Secondly, the crops are designed by God in a pretty spectacular way, because normally cutting the plants would mean they die. However, these crops are designed only for living through a single summer, no more.
Their seeds are sown, they became plants on order to grow new seeds we call grain, then they die anyways, leaving the seeds or grain behind in order to start a new life. It is almost the same with the trees who bears fruit, except that the trees live exceptionally long, and there is no need to cut a fruit tree or a fig tree in order to eat their fruits.
Just as Jesus said in the Gospel of John, chapter 12:
“24 Most certainly I tell you, unless a grain of wheat falls into the earth and dies, it remains by itself alone. But if it dies, it bears much fruit.”
This parable points toward the core message of the Gospel of John which is written in chapter three:
“For God so loved the world, that he gave his only born Son, that whoever believes in him should not perish, but have eternal life.”
It should be understood that only the eternal life is life eventually, everything else is just like life temporary where perdition is immanent. It can be understood, what he meant, if we pay attention to the disciple in the Gospel of Matthew, who said to him, “Lord, allow me first to go and bury my father.” 22 But Jesus said to him, “Follow me, and leave the dead to bury their own dead.”
It may mean that in the eyes of God, or rather in the view of the author of the Gospel of John, that whose who did not come to FAITH, they are considered dead, or presumptive dead, or just temporary alive.
It might be not a zealous exaggeration, because this view is exacerbated from the Gospel reading from last week, where the Father told the firstborn son regarding the prodigal son that “Son, you are always with me, and all that is mine is yours.
But it is appropriate to celebrate and be glad, for this, your brother, was dead, and is alive again. He was lost, and is found.''
In the Gospel of John, the resurrecting of Lazarus is depicted with traumatic and even graphic language as they approached the cave grave, and Jesus told them to remove the sealing stone, Martha, the sister of him who was dead, said to him, “Lord, by this time there is a stench, for he has been dead four days.”
It might be obvious that the author is telling a real time event to the audience, but it is also true on the spiritual side, when the story is a cover story for the coming into faith, where the greatest miracle ever is not really the physical resurrection, but when someones comes to Faith, because it is like a resurrection.

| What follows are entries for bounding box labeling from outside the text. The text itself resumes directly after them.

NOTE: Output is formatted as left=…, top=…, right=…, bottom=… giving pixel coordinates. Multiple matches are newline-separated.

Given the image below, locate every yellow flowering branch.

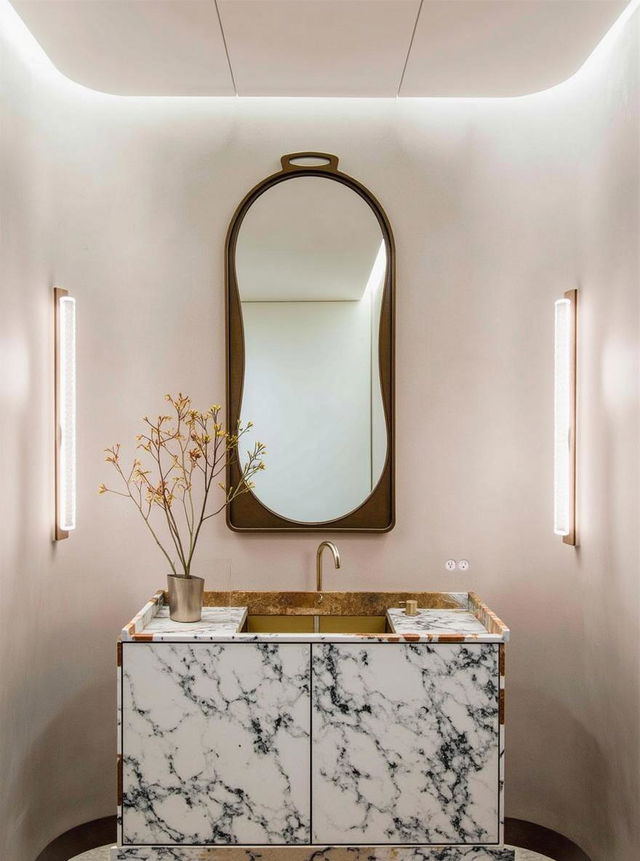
left=98, top=394, right=266, bottom=577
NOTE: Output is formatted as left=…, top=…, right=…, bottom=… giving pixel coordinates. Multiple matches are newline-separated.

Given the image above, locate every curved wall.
left=0, top=4, right=640, bottom=861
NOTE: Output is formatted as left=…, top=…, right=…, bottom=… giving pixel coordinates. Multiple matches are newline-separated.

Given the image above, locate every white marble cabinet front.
left=312, top=643, right=500, bottom=845
left=121, top=642, right=310, bottom=846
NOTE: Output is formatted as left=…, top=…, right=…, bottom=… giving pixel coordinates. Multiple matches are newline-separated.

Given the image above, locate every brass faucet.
left=316, top=541, right=340, bottom=600
left=313, top=541, right=340, bottom=634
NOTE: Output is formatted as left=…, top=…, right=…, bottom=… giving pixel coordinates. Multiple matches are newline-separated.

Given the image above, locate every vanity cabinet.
left=120, top=640, right=500, bottom=846
left=121, top=642, right=310, bottom=846
left=311, top=643, right=500, bottom=845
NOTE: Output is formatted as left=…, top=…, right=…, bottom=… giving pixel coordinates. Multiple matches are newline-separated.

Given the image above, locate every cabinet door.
left=122, top=642, right=310, bottom=845
left=312, top=643, right=499, bottom=844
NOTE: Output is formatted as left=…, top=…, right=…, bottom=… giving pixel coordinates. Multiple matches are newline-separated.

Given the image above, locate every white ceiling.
left=11, top=0, right=628, bottom=97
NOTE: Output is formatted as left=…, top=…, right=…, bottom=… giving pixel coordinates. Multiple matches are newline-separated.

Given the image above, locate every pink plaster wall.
left=0, top=10, right=640, bottom=861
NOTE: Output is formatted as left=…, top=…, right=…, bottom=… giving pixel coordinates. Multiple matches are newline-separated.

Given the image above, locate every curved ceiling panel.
left=11, top=0, right=627, bottom=97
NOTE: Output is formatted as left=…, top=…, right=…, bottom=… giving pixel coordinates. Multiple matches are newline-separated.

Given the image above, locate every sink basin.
left=246, top=614, right=389, bottom=634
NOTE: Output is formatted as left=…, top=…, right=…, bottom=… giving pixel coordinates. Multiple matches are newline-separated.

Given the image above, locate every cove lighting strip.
left=53, top=287, right=76, bottom=541
left=553, top=290, right=578, bottom=546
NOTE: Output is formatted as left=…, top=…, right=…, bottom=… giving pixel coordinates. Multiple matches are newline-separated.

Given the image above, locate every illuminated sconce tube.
left=53, top=287, right=76, bottom=541
left=553, top=290, right=578, bottom=546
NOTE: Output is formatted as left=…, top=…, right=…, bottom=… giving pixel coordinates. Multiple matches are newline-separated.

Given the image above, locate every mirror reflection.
left=235, top=176, right=387, bottom=523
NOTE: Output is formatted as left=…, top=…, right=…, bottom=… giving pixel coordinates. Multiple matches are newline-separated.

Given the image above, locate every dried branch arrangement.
left=98, top=394, right=266, bottom=577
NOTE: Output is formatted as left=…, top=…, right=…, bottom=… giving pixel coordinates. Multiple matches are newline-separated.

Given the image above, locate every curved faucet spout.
left=316, top=541, right=340, bottom=592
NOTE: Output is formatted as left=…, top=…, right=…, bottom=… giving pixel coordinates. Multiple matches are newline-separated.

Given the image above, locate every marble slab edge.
left=111, top=846, right=515, bottom=861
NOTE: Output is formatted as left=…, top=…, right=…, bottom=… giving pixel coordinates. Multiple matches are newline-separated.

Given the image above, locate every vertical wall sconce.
left=553, top=290, right=578, bottom=546
left=53, top=287, right=76, bottom=541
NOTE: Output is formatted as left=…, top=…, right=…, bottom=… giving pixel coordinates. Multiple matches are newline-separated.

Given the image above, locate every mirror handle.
left=280, top=152, right=338, bottom=173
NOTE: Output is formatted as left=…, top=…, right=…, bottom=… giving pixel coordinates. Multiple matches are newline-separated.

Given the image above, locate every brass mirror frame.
left=225, top=152, right=395, bottom=533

Just as Jesus declares it in the Gospel of Luke:
24. 'Most certainly I tell you, he who hears my word, and believes him who sent me, has eternal life, and doesn't come into judgment, but has passed out of death into life.
That is why, with Jesus or without Jesus is not a negligible condition.
It is literally a matter of life and death.
He says it himself, that “He who is not with me is against me, and he who doesn’t gather with me, scatters.” Many people are wasting their days on vanities and futilities, not thinking about purpose and meaning, task and the great mission of life, and they also do not think that the day of Accounting is approaching, or sometimes it shows up suddenly and unexpected.
The Gospel keeps urging all that please pay attention, that life is greater than the physical and material phenomena, we have to awake from being lost in the world. The Gospel says that “who believes in him is not judged.” ...
Most certainly, I tell you, the hour comes, and now is, when the dead will hear the Son of God's voice; and those who hear will live.
May our names be written in the Book of Life, registered in Heaven, AMEN.